Monday, December 16, 2002

Christmas shopping

“We haven’t done that section over there” said the woman waving her podgy finger across 200 square metres of prime Aylesbury retail. On Saturday we went into town in an attempt to spend half the GDP of Botswana on presents nobody wants for people who we don’t want to buy for. I’m generally avoiding the shops again this year by peddling the same ‘social experiment’ card I’ve used for the last three. There’s not much mileage left in the ‘I’m seeing if I can do all my Christmas shopping on the internet” but I’m giving it one last airing. Even I know internet shopping isn’t reliable enough to specify which Christmas day the presents are guaranteed to arrive by.

“Ooh look” said the over excited woman pointing at a plastic bowl divided into sections with a small portion of peanuts, Bombay mix, crisps, and Cheerio’s. The bowl was tastefully rapped in plastic and tied up with gold ribbon to make a delightful Christmas snack.

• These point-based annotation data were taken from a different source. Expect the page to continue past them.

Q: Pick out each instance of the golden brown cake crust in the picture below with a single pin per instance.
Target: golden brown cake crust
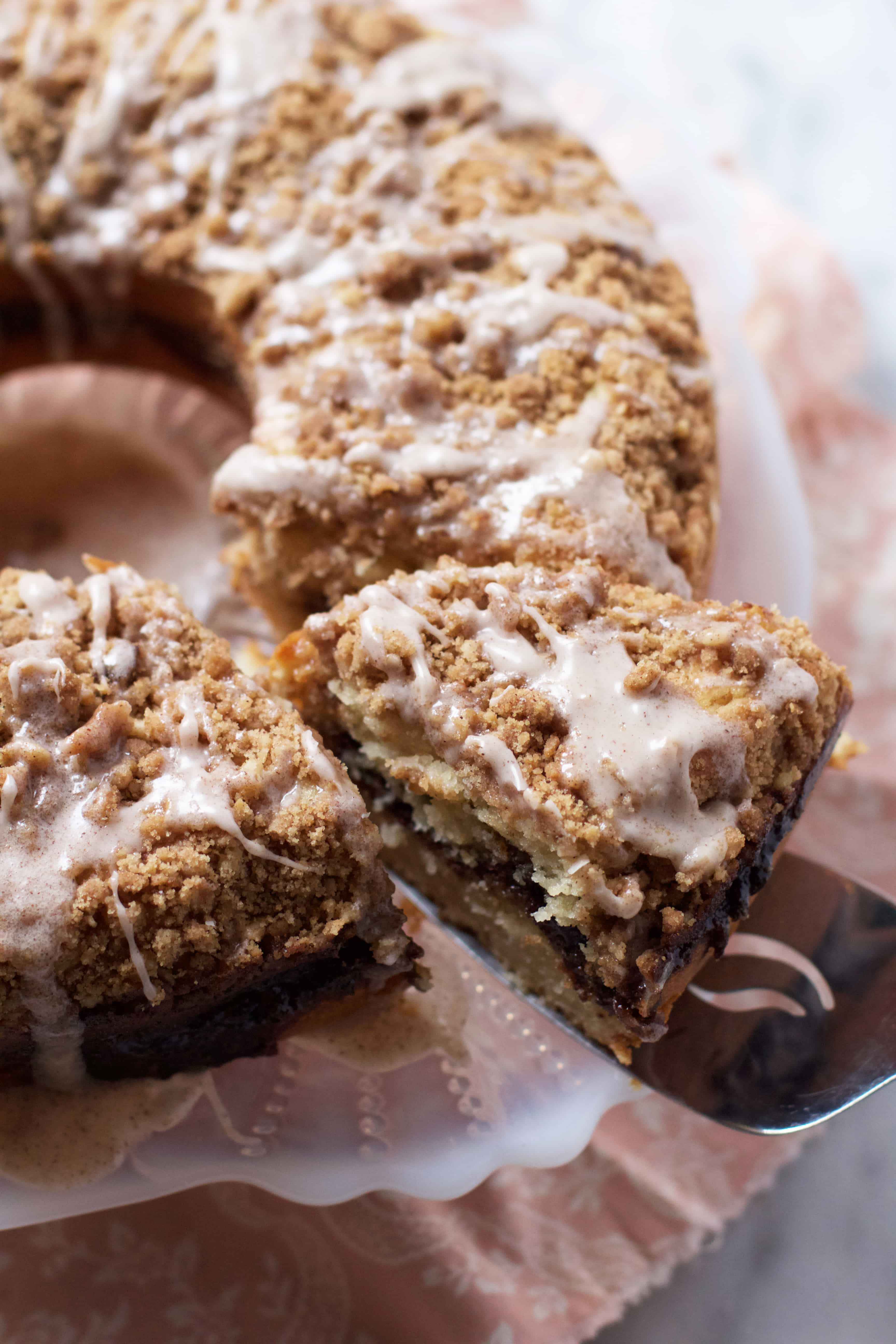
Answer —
(746, 693)
(202, 908)
(494, 287)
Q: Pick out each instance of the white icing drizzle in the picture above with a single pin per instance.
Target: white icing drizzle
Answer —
(54, 669)
(194, 787)
(49, 605)
(628, 754)
(394, 207)
(52, 828)
(100, 593)
(9, 795)
(128, 929)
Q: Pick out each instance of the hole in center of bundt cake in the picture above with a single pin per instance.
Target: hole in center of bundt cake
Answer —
(117, 463)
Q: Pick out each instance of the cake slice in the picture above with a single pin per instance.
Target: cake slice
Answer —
(183, 867)
(589, 776)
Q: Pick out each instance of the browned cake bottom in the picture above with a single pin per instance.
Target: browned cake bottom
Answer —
(244, 1015)
(498, 901)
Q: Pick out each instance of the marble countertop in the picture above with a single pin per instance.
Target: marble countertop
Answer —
(799, 93)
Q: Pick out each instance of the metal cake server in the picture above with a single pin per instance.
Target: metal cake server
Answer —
(817, 1037)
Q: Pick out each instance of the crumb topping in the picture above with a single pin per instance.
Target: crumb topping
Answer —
(628, 743)
(463, 338)
(156, 800)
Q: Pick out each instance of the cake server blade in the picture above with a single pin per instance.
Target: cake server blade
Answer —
(819, 1037)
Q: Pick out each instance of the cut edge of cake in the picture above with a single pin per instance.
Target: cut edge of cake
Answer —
(459, 702)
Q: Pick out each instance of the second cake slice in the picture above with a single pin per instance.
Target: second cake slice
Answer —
(589, 776)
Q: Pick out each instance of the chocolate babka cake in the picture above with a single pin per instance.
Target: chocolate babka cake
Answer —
(587, 775)
(185, 869)
(457, 339)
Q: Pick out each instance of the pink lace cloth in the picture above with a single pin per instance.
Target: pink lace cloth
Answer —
(533, 1257)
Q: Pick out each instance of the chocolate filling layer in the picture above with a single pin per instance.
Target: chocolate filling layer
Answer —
(643, 1000)
(241, 1015)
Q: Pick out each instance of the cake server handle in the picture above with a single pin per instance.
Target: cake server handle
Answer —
(813, 976)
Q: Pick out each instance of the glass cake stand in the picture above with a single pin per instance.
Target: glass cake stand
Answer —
(520, 1090)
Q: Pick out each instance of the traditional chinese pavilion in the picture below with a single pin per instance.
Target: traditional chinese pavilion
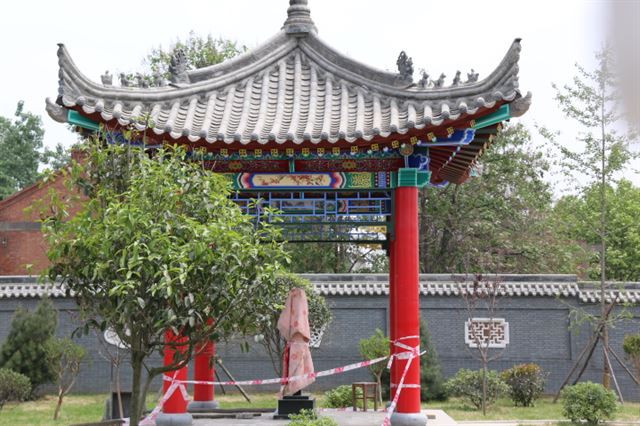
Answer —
(339, 147)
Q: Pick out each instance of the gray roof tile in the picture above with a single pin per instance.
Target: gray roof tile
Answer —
(292, 88)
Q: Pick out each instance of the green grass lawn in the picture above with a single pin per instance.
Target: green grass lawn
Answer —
(544, 409)
(89, 408)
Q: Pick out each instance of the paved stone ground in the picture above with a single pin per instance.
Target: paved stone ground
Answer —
(344, 418)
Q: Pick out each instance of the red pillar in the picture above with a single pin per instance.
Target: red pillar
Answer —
(406, 301)
(392, 305)
(204, 370)
(174, 410)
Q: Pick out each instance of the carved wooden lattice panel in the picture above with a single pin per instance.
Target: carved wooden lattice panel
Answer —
(486, 332)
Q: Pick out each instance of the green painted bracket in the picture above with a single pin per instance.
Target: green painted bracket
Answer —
(74, 117)
(410, 177)
(503, 113)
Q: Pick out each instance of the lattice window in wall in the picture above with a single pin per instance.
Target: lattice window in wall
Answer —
(488, 332)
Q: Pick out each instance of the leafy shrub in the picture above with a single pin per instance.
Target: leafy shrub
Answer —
(340, 397)
(467, 384)
(310, 418)
(526, 383)
(23, 351)
(13, 386)
(588, 401)
(64, 358)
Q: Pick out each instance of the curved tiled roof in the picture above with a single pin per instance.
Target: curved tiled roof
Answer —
(294, 88)
(377, 285)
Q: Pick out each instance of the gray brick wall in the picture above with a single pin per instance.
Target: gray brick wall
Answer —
(539, 333)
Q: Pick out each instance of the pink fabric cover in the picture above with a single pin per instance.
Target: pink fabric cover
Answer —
(293, 325)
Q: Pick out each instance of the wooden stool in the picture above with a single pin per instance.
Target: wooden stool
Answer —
(365, 395)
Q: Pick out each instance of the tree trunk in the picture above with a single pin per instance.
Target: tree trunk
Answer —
(137, 404)
(119, 391)
(484, 389)
(606, 374)
(59, 404)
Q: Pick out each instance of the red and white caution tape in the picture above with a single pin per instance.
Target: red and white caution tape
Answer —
(409, 354)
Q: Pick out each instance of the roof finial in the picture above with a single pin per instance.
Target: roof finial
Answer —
(299, 18)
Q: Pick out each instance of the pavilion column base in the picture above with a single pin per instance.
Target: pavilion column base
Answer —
(408, 419)
(202, 406)
(174, 419)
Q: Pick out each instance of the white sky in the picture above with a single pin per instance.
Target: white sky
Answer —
(441, 36)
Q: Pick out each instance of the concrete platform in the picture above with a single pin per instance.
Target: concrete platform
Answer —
(343, 417)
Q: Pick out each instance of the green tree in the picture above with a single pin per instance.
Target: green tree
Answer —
(374, 347)
(20, 155)
(199, 51)
(159, 246)
(56, 158)
(24, 349)
(580, 212)
(64, 358)
(592, 101)
(500, 221)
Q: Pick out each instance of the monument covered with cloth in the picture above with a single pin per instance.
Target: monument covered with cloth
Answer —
(338, 147)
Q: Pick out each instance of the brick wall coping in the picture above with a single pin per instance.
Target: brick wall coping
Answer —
(377, 285)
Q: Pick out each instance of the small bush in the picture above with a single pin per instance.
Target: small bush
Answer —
(340, 397)
(310, 418)
(467, 384)
(13, 386)
(23, 350)
(590, 402)
(526, 383)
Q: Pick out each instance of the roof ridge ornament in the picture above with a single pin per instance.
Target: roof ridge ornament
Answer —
(299, 20)
(405, 67)
(178, 68)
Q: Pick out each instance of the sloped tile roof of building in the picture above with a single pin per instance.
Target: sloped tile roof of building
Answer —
(565, 286)
(294, 88)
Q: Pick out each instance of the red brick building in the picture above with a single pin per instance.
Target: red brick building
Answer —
(21, 241)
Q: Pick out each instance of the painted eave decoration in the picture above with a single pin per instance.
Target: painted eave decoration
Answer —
(294, 92)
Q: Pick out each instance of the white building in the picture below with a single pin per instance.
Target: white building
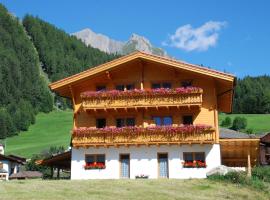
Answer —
(144, 116)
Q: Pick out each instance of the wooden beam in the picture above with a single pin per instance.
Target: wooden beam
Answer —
(249, 165)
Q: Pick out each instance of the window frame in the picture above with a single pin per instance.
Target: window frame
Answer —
(161, 85)
(188, 115)
(125, 121)
(95, 162)
(125, 86)
(100, 119)
(194, 159)
(162, 120)
(101, 86)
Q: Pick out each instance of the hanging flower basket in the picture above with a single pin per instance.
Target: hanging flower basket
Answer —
(194, 164)
(95, 165)
(142, 176)
(139, 92)
(84, 131)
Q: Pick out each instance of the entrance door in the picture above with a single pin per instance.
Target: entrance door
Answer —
(163, 165)
(124, 165)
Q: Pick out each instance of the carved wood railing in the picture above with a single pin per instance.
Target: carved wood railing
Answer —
(143, 136)
(143, 99)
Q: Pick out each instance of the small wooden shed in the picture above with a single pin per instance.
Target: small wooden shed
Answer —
(239, 149)
(265, 149)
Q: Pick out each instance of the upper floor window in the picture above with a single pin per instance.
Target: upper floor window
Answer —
(186, 83)
(194, 156)
(95, 161)
(121, 122)
(123, 87)
(187, 119)
(161, 85)
(163, 121)
(101, 88)
(101, 123)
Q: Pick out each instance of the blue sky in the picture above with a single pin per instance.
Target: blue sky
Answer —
(225, 35)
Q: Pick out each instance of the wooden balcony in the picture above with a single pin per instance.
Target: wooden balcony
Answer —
(85, 137)
(142, 98)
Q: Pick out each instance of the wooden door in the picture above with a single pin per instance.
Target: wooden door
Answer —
(124, 166)
(163, 171)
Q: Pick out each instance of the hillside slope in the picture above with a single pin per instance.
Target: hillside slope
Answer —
(53, 129)
(23, 90)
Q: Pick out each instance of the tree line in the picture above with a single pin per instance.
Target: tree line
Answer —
(32, 54)
(252, 95)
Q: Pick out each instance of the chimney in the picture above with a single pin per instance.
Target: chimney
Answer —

There’s a loud sigh as I drift upstairs to check out presents for Sophie. There’s a man with a shaven head and a gait like a bear sweating as he walks away from the cash desk holding a pack of ladies briefs, beyond him are hordes of men with haunted looks on their faces. The lingerie section is nearby.

They’ve lusted over the belle du jours; Melinda Messenger and Cat Deeley, they’ve seen the advert where Hermione Grainger flashes her knickers and resolved to furnish their beloved with the foxy blue lacy number she’s wearing to flick the switch of passion that hasn’t been fingered in an age. Then, in the shop, everything changes and the confidence just drains away.

“Right, this is it, the basque, g-string, and suspenders, no backing out now … or the bra and knickers… or the camisole… or that three pack of pants, or the silky nightdress, or that towling robe…. mind you that jumper looks alright.”

And bollocks, another Christmas with the wife dressed in brown underwear and a scowl.

Underwear isn’t made for men to buy. The labels are so small you can’t just grab and go, instead you have to finger you’re way through a rack of highly engineered balcony bras. One slip and you’re wearing it. It’s a living nightmare.

I’m finding out what it means to be thirty. It’s not a bad age, but you do have to accept that you’re more likely to see people you know from school in Early Learning Centre than in the pub.